Bird, Michael F.
Are You the One Who is to Come?: The Historical Jesus and the Messianic Question.
Grand Rapids: Baker Academic , 2009.
For Part 1 of this review, click here.
When we last left off in chapter 3, Bird carefully and systematically dissected the objections made by scholars that Jesus did not understand himself to be the Messiah of Israel. One of these objections in short, emphasized that the Gospel authors mined OT texts to find, or as Bird colorfully states "ransacked" them in order to find proof of Jesus's messiahship. Bird finds it inconceivable that scholars quickly dismiss the possibility that Jesus himself could have acted out OT stories and patterns deliberately in order to define his role as Messiah (e.g. Zech. 9; 76).
Chapter 4 (77-115) follows this latter point for the author as he discusses among other things, the thorny Son of Man debate. After examining what significance בר אנשא held for Jesus, Bird states:
"...the son of man figure of Dan.7 contributed to the construction of a messianic narrative; it was capable of sustaining a messianic interpretation and was occasionally interpreted as messianic in pockets of pre-Christian Judaism, and Jesus's employment of the phrase taps into that background" (84).

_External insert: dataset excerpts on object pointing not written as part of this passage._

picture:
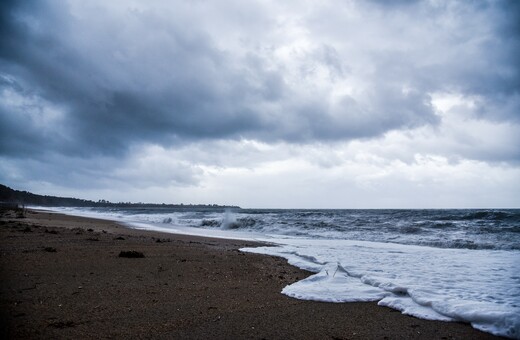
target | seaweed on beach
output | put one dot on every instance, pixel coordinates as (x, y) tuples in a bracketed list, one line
[(131, 254)]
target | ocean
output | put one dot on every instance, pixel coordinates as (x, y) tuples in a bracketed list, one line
[(449, 265)]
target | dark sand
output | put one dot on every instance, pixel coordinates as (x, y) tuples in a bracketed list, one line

Bird also discusses Jesus's identification being in line with the "anointed one" that 4Q521 and Luke 7.22/Matt. 11.5 discuss in their drawing from Isa. 35.5-6; 61.1. These texts describe the Messiah performing a series of deeds in which "it is highly probable that Jesus regarded his ministry as demonstrating that the messianic signs of deliverance were present, and that forms an all-sufficient answer to the question posed to him by followers of John the Baptist" (104). The chapter concludes with Jesus's identification with kingship due to his teaching on the Kingdom of God, allusions to David and Solomon (104-109) and the "I Have Come" sayings (109-114).
Chapter 5, entitled "Messiah Jesus-A Crucified Messiah?" (117-160) cover a number of important topics. For brevity's sake, I will just mention two significant points in this chapter. The first point is that Bird argues, rightly in my estimation, that Jesus's triumphal entry and demonstration in the temple were "implicit messianic" acts that caused the Judean leadership to move against him (123). Regarding the triumphal entry (Matt. 21.4-5; John 12.14-15; cf. Zech 9.9) and other messianic acts taken from Zechariah, Bird astutely states:
There can be absolutely no reason why Jesus could not model an action based on events found in Israel's sacred traditions. In fact, several threads from Zechariah may have been programmatic for Jesus. Taken together, the use of Zech. 9:9 (triumphal entry), Zech. 14:21 (temple episode), and Zech. 13:7 (passion prediction) provide a coherent and plausible context indicating that Zechariah was the script that Jesus sought to follow in his final days in Jerusalem(124).
The other point that Bird makes in this chapter, is that it makes little or no sense that the church would retroject messianic status back to Jesus independent from his own actions. In other words, the church did so, due to Jesus's actions.
The messianism of the early church was not an impromptu add-on to disappointed hopes; instead, it issued forth in a comprehensive reconfiguration of the Jewish belief mosaic on topics such as kingship, vindication, eschatology, restoration, and the fate of the nations. The messianism of the first Jesus followers was not merely the Christianization of a homogeneous and extant Jewish messianic myth; rather, it involved the redefinition and transformation of a selection of pluriform exegetical traditions and apocalyptic narratives around Jesus (150).
The final chapter, 6, "Toward a Messianic Christology" concludes with another Bird gem.
Jesus is the goal and fulfillment of the Jewish Scriptures. The person of Jesus links the story of the church to the story of Israel. He is the supreme mediator between God and humanity. Furthermore, Jesus is for the Gentiles only because he was first (and continues to be!) a servant to Israel. He is the royal and divine Son of God only because he is also the suffering Son of Man. Here is the confession not only of the Johannine network but of all Christians: 'We have found the Messiah!' (167).
In my estimation, this is the best primer on Jesus and the messianic question. First, Bird deftly leads the reader by the hand in summarizing the history of scholarship on this question, and provides a treasure trove of important extra-canonical texts (often quoted rather than referenced!) that shed light on messianism in Second Temple Judaism. Second, Bird writes with an engaging style, making complex arguments easy to follow. Bird also represents the ideas of those he disagrees with fairly and charitably. Lastly, I believe Bird has come at this subject from the right angle, eschewing any attempt at analyzing Jesus's self-consciousness, but rather analyzing Jesus's self-understanding, which can be demonstrated much more readily by evaluating his actions, rather than guessing at his mental state.
This book should be in the hands of every seminary student who wants a better grasp on what calling Jesus "Messiah" actually means!